Tracking how home field advantage varies by league, season, and venue — and adjusting betting accordingly when HFA deviates significantly from historical norms or when specific teams have extreme home/away splits.
You know historical HFA norms by league (EPL typically 0.3-0.4 goals). You track season-to-season HFA shifts. You identify teams with extreme venue-specific effects. You separate home and away xGD when evaluating teams. You understand the factors driving HFA: crowd intensity, travel distance, altitude, artificial turf, pitch proximity.
24-25 EPL home-away goal difference collapsed to 0.09 — essentially zero HFA, vs. a historical norm of 0.32-0.41. This was the second-lowest on record behind COVID empty-stadium games. This single structural shift was "the main culprit for underperformance vs. model." Meanwhile Championship maintained strong HFA in the same season. HFA is league-specific AND season-specific.

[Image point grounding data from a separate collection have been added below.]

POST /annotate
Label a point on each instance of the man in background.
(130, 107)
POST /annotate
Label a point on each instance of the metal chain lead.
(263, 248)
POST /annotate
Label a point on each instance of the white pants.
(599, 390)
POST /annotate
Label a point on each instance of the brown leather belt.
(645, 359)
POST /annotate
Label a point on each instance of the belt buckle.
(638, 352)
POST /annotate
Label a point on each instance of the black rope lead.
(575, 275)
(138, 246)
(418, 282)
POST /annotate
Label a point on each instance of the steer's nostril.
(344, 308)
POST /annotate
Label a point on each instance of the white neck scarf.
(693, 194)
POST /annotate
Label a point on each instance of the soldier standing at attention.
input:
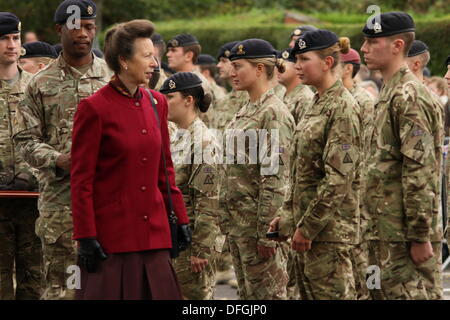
(254, 190)
(323, 207)
(182, 55)
(43, 137)
(19, 245)
(298, 96)
(198, 178)
(404, 168)
(351, 63)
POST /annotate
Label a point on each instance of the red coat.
(117, 177)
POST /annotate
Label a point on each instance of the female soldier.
(324, 200)
(198, 180)
(255, 189)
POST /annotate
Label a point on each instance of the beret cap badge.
(241, 49)
(301, 44)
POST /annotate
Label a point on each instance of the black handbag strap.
(172, 216)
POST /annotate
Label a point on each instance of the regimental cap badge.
(301, 44)
(240, 50)
(377, 27)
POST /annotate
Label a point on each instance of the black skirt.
(146, 275)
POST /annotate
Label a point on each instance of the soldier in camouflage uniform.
(198, 179)
(186, 46)
(298, 97)
(19, 245)
(324, 203)
(254, 190)
(351, 63)
(43, 138)
(404, 168)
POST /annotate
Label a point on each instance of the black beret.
(183, 40)
(88, 10)
(9, 23)
(302, 29)
(287, 55)
(388, 24)
(225, 50)
(181, 81)
(39, 49)
(157, 38)
(418, 47)
(251, 49)
(206, 59)
(314, 40)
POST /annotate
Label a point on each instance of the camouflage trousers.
(292, 288)
(59, 253)
(400, 278)
(224, 261)
(195, 286)
(258, 278)
(327, 271)
(19, 246)
(360, 261)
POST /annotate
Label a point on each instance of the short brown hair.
(407, 37)
(119, 40)
(196, 49)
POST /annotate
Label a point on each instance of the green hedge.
(436, 33)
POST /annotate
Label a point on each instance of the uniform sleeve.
(86, 137)
(420, 167)
(274, 172)
(205, 185)
(29, 134)
(177, 197)
(341, 160)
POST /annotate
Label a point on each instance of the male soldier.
(351, 63)
(208, 68)
(298, 96)
(183, 52)
(37, 55)
(43, 136)
(18, 242)
(404, 168)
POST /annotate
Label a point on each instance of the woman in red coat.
(118, 181)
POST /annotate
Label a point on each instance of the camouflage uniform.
(18, 242)
(324, 200)
(43, 133)
(403, 188)
(198, 180)
(360, 263)
(298, 101)
(252, 194)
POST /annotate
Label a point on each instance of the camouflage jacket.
(254, 190)
(404, 168)
(11, 163)
(325, 194)
(298, 101)
(198, 178)
(44, 124)
(227, 107)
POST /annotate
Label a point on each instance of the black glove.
(184, 237)
(90, 252)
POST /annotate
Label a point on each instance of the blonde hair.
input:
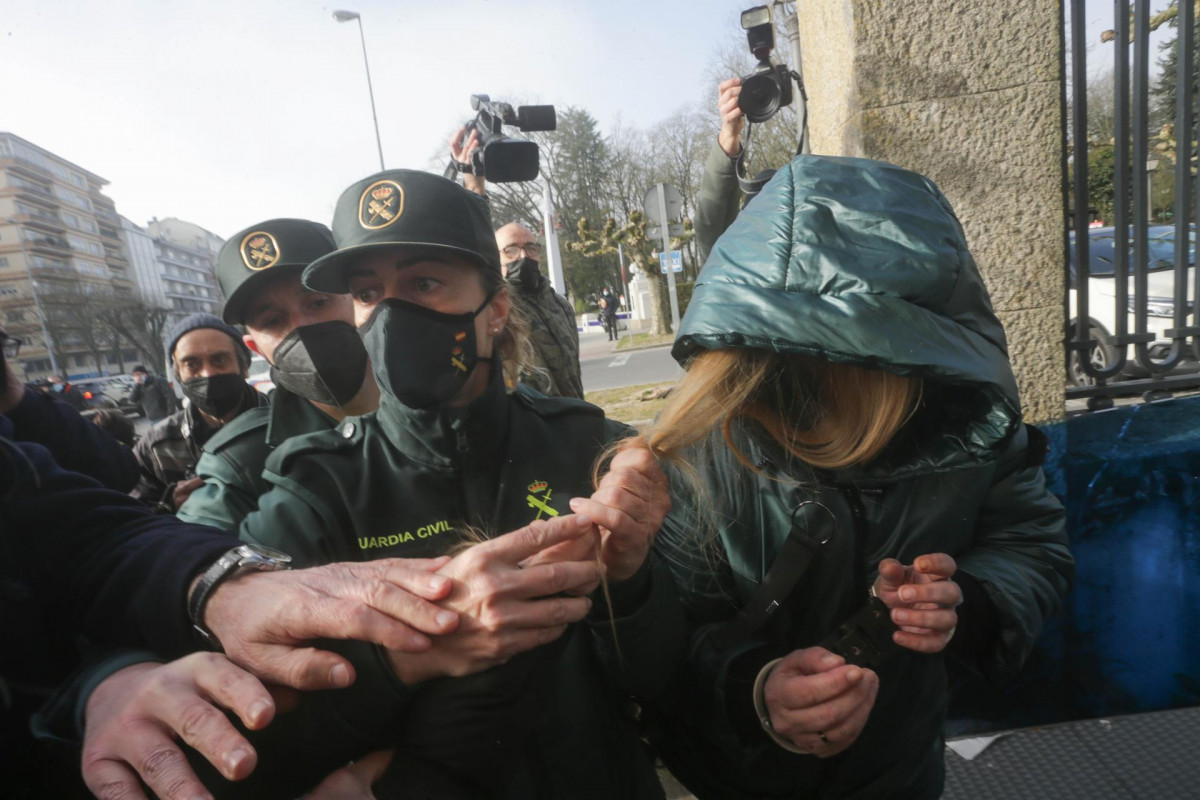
(514, 347)
(828, 415)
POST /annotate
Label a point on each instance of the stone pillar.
(967, 92)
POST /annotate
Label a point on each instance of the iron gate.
(1149, 343)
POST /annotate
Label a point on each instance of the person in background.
(553, 334)
(211, 364)
(114, 422)
(153, 394)
(65, 391)
(319, 366)
(555, 370)
(609, 312)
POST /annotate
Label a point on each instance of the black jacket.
(78, 558)
(156, 397)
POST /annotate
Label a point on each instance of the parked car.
(111, 391)
(1102, 299)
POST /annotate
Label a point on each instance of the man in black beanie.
(210, 364)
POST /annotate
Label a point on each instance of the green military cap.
(268, 250)
(405, 208)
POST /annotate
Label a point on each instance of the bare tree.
(138, 322)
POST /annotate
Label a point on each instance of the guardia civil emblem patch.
(259, 250)
(540, 503)
(382, 203)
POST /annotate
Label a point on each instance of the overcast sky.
(229, 112)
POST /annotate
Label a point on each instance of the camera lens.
(760, 97)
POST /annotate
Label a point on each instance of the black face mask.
(324, 362)
(219, 395)
(525, 274)
(420, 356)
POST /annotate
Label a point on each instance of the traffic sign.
(673, 202)
(676, 262)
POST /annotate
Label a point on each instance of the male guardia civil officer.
(318, 362)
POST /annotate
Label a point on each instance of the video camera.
(769, 86)
(502, 158)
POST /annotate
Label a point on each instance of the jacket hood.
(864, 263)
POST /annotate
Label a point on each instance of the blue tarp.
(1128, 639)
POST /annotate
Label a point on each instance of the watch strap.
(229, 564)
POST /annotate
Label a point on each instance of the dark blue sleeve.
(111, 567)
(76, 444)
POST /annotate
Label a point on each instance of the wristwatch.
(244, 557)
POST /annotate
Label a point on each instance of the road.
(607, 368)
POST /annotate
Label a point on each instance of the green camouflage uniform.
(555, 338)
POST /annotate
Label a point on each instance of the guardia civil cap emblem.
(381, 204)
(259, 250)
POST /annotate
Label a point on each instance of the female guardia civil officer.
(450, 447)
(853, 423)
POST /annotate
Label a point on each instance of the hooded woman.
(852, 431)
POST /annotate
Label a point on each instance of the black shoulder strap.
(813, 525)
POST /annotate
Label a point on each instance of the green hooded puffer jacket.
(863, 263)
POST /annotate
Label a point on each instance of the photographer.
(552, 330)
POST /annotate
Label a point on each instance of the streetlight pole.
(47, 342)
(345, 17)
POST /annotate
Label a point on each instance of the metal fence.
(1123, 338)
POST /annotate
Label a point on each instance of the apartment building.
(60, 246)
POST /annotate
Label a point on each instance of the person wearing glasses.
(871, 512)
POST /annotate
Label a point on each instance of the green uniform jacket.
(802, 272)
(555, 338)
(233, 459)
(399, 482)
(718, 200)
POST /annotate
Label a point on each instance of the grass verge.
(627, 405)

Markets are slightly biased toward quality and reputation over situational advantage. Home underdogs who are close-to-competitive get systematically underpriced, especially in Championship where HFA is strong and parity is high. Ted explicitly structures his approach around hunting for these spots.
Rufus Peabody's COVID decomposition found that crowd noise accounts for only ~15% of total home field advantage. Familiarity and routine (~50%) and reduced travel fatigue (~35%) persist without fans. This means models using "zero HFA" for empty stadiums or neutral sites are deeply wrong — 85% of HFA survives even without fans.